John McCain has spent nearly two years campaigning for the White House, but with the election finally less than a week away, many influential members of the GOP are already beginning to plan for the party's future in a way that suggests he's being written off. One prominent topic of discussion is a possible presidential run by Sarah Palin in 2012.
Both the New York Times and CNN have run pieces in the past two days chronicling the debate among Republicans about Palin's future political prospects. The consensus of both articles is that whether McCain wins or loses, Palin will be a force in the Republican Party for years to come.
The Times piece positions Palin's recent, well-publicized disagreements with the McCain campaign over whether or not to discuss Jeremiah Wright, her clothing debacle, and the campaign's decision to pull out of Michigan as signs that she's already thinking past this election and to her long-term political viability. She's also speaking more frequently with the press and reading up on foreign policy in an effort to bolster her understanding of crucial issues.
The CNN article devotes greater attention to the internal ideological struggle within the conservative movement that a possible Palin presidential bid would only exacerbate. While prominent conservatives like Peggy Noonan, David Brooks and David Frum acknowledge that Palin's homey rhetoric and conservative Christianity appeal to the GOP base, they say that she hurts Republicans' chances in general elections because she turns off crucial swing voters.

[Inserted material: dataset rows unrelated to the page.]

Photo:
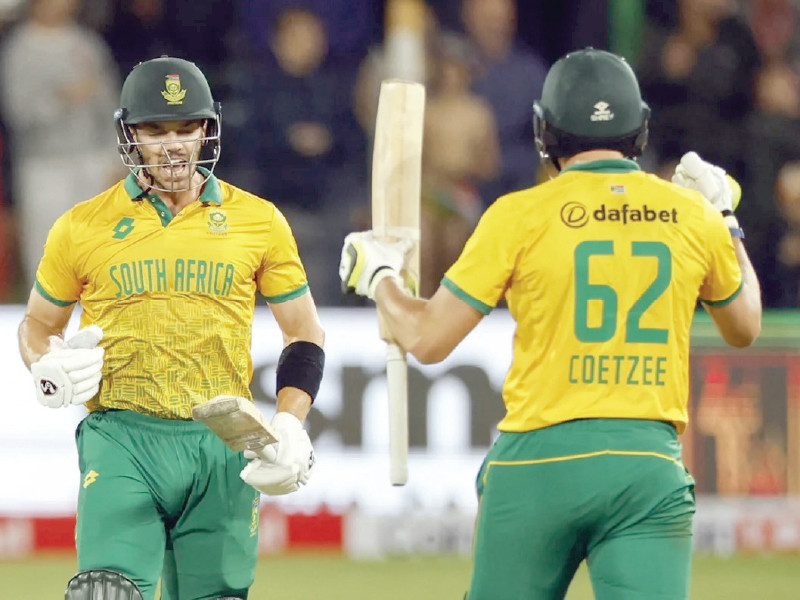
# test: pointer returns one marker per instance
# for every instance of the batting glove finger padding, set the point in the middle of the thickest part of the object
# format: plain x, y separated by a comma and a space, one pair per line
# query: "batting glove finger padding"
365, 262
70, 373
282, 471
721, 190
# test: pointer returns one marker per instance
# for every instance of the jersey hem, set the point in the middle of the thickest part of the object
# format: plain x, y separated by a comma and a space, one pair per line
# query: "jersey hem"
49, 298
459, 293
289, 295
727, 300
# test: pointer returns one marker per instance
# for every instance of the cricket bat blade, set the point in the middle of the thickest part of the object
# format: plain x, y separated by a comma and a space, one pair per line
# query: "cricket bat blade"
237, 421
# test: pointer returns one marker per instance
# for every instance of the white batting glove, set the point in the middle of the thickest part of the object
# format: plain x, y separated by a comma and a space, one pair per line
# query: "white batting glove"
710, 180
365, 262
284, 470
70, 372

When one looks at Palin's favorability ratings, Noonan, Brooks and Frum seem to have a point. A recent Newsweek poll found that Palin is the only major candidate on the presidential ballots that has an overall negative rating with voters. The poll also indicates that she has hurt McCain with independents -- 34 percent said that Palin has made them less likely to vote for McCain. The most recent Washington Post/ABC News poll also found that a majority of likely voters view her unfavorably and doubt she is qualified to be president.
The Times article quotes Matthew Dowd, a former strategist for George W. Bush, as saying: "She's an attractive woman who can give a great speech, but the American public doesn't view her much beyond that ... She's vastly unpopular among moderate and independent voters, and while she could be in a position to be popular among an increasingly smaller Republican Party, she's got to figure out a way to extend that and figure out a way to strengthen her weaknesses."
Still, Palin seems likely to play a large role in the conservative movement's plans for its future. Today, Politico's Jonathan Martin reports on a secret strategy meeting scheduled to take place after the election. Regardless of what happens Tuesday at the polls, Martin writes, "Sarah Palin will be a central part of discussion" at the strategy session.
But if McCain loses, to remain on the national scene Palin will first have to focus on holding on to Alaska. A McClatchy article notes that Palin's vice-presidential campaign has caused her approval ratings to slip in her home state. She still has a 68 percent approval rating, but that's down from 82 percent earlier in the year.